How Clusterra Connects to Your Cluster
Clusterra interacts with customer clusters through a modern, serverless networking layer built on AWS VPC Lattice.
At a high level:
- Requests from users hit the Clusterra control plane
- A Clusterra-managed Lambda (the bridge) is invoked
- The bridge connects to the customer cluster privately via AWS VPC Lattice
- All communication terminates at
slurmrestdon the head node
For reporting status back to Clusterra (Upstream):
The cluster uses a hybrid, agentless approach to push events:
1. Job state changes are sent directly to the Clusterra API via lightweight non-blocking HTTP hooks (using standard curl &).
2. Infrastructure events (like node scaling) are captured by CloudWatch and routed securely via Amazon EventBridge.
This architecture removes the need for polling agents, long-running daemons, or complex message queues in your account.
There is no public endpoint on the cluster, no VPN management, and no inbound access from the internet.
Authentication and Authorization
Clusterra does not manage SSH keys or static Linux users.
Instead:
- Users authenticate using customer-managed OIDC (Okta / Entra ID)

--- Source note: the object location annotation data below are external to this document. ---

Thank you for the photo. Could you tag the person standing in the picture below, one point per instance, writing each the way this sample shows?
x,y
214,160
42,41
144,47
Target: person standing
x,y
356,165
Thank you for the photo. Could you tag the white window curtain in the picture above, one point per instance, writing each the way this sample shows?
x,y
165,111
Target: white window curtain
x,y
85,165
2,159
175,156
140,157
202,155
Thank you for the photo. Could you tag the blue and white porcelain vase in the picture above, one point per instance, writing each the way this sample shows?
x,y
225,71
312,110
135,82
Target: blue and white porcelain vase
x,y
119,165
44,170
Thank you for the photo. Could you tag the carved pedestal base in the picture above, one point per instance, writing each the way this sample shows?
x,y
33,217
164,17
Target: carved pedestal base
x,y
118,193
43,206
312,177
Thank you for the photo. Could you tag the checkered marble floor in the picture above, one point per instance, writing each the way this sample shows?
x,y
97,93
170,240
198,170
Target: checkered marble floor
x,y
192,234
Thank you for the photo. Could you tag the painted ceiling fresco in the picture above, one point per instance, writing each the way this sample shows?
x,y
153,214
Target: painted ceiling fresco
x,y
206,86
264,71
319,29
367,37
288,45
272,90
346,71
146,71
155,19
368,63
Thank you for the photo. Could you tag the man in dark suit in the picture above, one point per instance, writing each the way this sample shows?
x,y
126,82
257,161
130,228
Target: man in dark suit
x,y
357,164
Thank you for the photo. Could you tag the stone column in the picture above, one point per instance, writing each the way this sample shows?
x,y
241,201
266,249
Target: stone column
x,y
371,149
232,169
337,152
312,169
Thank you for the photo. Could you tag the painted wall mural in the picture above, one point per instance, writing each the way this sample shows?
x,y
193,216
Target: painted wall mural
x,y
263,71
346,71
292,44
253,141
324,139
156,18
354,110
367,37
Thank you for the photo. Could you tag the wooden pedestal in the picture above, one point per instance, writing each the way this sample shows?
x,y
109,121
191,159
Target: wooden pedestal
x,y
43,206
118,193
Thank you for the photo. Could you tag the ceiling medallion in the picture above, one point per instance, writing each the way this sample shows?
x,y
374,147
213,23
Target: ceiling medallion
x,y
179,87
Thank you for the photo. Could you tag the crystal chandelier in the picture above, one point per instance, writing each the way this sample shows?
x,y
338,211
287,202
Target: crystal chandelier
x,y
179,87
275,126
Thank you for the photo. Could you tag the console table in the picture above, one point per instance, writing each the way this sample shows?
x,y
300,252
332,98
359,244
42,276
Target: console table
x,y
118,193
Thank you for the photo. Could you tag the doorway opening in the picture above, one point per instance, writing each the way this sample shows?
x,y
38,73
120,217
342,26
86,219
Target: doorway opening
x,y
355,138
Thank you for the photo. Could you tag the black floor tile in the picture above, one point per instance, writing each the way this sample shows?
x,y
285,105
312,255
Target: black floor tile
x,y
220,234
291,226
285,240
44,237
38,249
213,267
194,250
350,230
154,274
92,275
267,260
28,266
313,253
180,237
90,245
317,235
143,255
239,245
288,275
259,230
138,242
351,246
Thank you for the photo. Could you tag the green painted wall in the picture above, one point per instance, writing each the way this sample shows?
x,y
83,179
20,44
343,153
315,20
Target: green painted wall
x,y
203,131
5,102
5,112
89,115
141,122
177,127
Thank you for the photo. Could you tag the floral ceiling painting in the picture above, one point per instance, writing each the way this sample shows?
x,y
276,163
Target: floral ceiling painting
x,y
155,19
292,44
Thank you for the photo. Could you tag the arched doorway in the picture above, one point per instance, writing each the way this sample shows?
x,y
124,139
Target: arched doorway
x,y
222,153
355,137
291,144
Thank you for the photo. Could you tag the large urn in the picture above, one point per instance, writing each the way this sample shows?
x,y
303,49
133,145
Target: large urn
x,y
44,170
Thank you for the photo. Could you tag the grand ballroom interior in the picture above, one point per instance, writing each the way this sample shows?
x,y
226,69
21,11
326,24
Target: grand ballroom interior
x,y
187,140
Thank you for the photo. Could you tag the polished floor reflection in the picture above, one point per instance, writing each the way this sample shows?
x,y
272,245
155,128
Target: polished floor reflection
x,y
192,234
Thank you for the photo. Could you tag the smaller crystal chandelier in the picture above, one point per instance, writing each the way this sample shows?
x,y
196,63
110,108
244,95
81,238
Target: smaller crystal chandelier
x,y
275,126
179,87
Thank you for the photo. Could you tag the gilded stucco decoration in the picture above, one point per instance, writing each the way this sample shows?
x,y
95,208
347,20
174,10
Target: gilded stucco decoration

- Requests are translated into short-lived Slurm JWTs
slurmrestdvalidates these tokens and forwards requests toslurmctld
This model avoids:
- distributing SSH keys
- maintaining long-lived service credentials
- manual user provisioning on cluster nodes
Access is enforced at the Slurm API layer, not via shell access to the head node.
Events and State Visibility
Clusterra treats cluster state as event-driven.
The platform emits structured events for:
- Job lifecycle (submitted, pending, running, completed, failed)
- Node lifecycle (provisioning, active, drained, terminated)
- User activity
These events enable integrations such as:
- Slack notifications
- CI/CD hooks
- Automated workflows around job completion or failure
- Cost and usage alerts
Events are metadata-only; job inputs and outputs remain in the customer account.
Why This Architecture Matters
This separation is intentional and conservative.
It enables:
- Clear security boundaries: No SSH access, no root privileges, no broad cross-account trust.
- Data sovereignty: Compute and data never leave the customer’s AWS account.
- Operational safety: Centralized visibility without centralizing execution.
- Easier security reviews: Narrow interfaces are easier to reason about than full cluster access.
Summary
Clusterra centralizes control and visibility, not compute.
- Your AWS account runs Slurm, jobs, and storage
- Clusterra runs identity, APIs, events, and coordination
- The two connect privately through a scoped bridge to
slurmrestd
This model allows teams to operate Slurm clusters safely at scale without changing how jobs are run or who owns the infrastructure.
Footnote: Clusterra is built by the former Product Manager for AWS Batch and AWS Parallel Computing Service, informed by operating large-scale HPC systems in production.